She and Vox are still dating, and they have an open relationship.
Vox:
Vox's response to Velvette coming out was, "So you're breaking up with Val?" Yes, his pronouns are he/him. No, he's not a man. He'd long shed the fleshy confines of humanity and gender along with it.
Vox is aspec, agender, autistic. To me. He's sex favorable of the 'I want to do it for my partner's enjoyment' flavor. Watching from cameras brings him just as much enjoyment, and he watches everything and everyone, living vicariously, a voyer through the screen. As a result of that, he's so so touched starved, but his sense of feeling is muted (the consequences of betraying flesh in favor of the machine). Soft touches to his synthetic skin don't really register, his sense of feeling restricted to mostly pressure and pain, so he's become a bit of a masochist in response because that's something physical.
Valentino:
He just likes sex.
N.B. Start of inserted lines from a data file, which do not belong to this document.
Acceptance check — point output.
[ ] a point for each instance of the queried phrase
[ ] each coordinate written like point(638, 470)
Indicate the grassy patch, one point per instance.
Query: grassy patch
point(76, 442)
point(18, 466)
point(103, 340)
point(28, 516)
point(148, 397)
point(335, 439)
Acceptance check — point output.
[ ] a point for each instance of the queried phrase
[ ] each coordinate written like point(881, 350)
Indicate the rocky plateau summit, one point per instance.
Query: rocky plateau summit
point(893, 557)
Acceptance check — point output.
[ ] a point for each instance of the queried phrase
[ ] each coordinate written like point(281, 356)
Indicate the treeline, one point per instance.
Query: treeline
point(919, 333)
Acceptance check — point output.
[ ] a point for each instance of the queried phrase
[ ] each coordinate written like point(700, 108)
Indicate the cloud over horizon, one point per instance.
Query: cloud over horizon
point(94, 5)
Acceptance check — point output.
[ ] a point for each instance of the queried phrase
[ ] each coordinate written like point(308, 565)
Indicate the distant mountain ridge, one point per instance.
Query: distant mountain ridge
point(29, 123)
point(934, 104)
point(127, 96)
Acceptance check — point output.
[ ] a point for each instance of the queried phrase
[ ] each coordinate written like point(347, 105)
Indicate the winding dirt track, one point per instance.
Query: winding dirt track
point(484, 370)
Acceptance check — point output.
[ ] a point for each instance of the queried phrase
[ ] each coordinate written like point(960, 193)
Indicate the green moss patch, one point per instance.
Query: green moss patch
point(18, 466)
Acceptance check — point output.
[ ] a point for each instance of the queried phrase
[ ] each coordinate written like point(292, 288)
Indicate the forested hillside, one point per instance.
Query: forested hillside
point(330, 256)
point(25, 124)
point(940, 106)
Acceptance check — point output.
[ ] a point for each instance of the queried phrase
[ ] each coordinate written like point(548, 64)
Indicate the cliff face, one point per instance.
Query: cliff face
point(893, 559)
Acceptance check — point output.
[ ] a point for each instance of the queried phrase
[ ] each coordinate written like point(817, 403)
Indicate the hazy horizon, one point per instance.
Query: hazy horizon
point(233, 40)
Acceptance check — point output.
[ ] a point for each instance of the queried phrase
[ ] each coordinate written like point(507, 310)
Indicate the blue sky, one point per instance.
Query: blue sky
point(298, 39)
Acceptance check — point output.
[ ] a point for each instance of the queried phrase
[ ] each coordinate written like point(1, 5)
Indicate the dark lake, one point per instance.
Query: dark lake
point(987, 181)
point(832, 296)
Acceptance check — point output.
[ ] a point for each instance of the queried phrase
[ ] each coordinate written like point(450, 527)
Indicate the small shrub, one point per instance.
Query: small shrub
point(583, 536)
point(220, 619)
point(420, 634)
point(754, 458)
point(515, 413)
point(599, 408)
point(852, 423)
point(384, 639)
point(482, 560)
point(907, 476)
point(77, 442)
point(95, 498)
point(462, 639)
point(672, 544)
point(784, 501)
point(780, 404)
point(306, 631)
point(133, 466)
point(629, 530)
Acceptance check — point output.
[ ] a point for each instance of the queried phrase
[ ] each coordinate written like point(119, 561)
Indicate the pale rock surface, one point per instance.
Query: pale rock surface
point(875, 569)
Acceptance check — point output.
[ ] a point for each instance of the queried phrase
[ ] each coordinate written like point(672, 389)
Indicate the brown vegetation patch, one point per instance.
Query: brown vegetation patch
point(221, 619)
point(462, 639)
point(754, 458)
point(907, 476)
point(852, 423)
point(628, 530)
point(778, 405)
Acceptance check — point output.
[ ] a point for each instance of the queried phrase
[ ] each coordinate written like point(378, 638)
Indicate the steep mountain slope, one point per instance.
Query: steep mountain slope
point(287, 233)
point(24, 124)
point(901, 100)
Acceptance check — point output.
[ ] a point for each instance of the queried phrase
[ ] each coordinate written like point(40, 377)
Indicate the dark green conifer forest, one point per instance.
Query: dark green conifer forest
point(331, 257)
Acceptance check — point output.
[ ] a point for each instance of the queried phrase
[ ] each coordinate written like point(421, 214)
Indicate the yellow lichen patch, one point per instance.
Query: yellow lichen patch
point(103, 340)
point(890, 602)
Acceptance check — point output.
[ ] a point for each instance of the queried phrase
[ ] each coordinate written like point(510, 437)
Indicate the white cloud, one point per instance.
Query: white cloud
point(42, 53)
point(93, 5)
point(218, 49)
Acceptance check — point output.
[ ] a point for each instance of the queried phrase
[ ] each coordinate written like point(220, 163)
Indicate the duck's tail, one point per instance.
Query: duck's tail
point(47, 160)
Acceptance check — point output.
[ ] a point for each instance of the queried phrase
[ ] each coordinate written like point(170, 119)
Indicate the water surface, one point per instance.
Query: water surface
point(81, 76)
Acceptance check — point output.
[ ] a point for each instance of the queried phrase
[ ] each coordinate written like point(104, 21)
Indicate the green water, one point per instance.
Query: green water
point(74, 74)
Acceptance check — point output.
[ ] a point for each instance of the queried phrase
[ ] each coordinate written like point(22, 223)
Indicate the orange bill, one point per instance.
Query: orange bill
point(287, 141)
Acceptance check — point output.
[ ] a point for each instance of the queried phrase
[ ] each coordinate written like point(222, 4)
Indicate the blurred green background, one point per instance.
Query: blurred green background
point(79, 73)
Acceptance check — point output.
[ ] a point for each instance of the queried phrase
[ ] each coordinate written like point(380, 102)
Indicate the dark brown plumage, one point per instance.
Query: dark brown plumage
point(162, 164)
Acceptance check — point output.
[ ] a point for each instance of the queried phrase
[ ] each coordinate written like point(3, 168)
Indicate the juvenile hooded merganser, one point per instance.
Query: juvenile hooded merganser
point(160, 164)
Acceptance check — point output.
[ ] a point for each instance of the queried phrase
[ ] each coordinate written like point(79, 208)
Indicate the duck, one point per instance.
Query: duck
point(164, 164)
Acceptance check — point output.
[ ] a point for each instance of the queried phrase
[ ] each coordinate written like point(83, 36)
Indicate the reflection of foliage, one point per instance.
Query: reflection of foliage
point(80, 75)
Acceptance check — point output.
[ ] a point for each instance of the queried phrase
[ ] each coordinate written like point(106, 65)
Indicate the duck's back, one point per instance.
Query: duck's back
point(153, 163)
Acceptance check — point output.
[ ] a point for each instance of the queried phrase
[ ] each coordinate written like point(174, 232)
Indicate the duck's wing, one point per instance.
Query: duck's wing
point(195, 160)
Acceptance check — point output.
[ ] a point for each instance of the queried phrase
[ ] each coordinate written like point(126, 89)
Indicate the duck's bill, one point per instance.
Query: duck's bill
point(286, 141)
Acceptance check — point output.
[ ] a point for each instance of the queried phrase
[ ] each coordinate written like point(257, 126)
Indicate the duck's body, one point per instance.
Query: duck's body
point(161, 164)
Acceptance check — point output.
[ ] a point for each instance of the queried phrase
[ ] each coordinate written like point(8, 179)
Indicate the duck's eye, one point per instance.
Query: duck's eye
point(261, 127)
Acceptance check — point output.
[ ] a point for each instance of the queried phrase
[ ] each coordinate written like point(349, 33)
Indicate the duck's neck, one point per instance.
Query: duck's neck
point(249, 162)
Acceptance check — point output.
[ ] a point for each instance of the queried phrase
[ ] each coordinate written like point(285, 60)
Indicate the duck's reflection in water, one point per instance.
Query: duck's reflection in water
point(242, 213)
He chases pleasure in any form he can find, dopamine rushes from numerous drugs, orgasmic release, the rush of power from crushing someone underfoot. Anything and everything, he'll try it all. And none of it is really enough, so he'll never stop chasing more.
Valentino doesn't consider his relationship with Vox romantic, even if Vox totally does. They're friends, sure, business partners, absolutely, and fuckbuddies wherever Val is in the mood for it. But romance isn't Val's thing. That's hard work, and Val saves romancing for potential new hires he wants to sign a contract with. What Vox and he have is also written down on a contract, joining their businesses together too closely to be parted without blood, but it's not the same. Not to Val. So, he wouldn't call Vox his boyfriend, but he also wouldn't correct anyone who said they were. Vox is someone he can let his guard down with, one of the few people who would never want to get out of the contract their names are signed on. They work well together. That's better than any romance you can get in Hell, Val thinks.
Val and Velvette are catty besties. Pan/Lesbian solidarity and hostility all in one.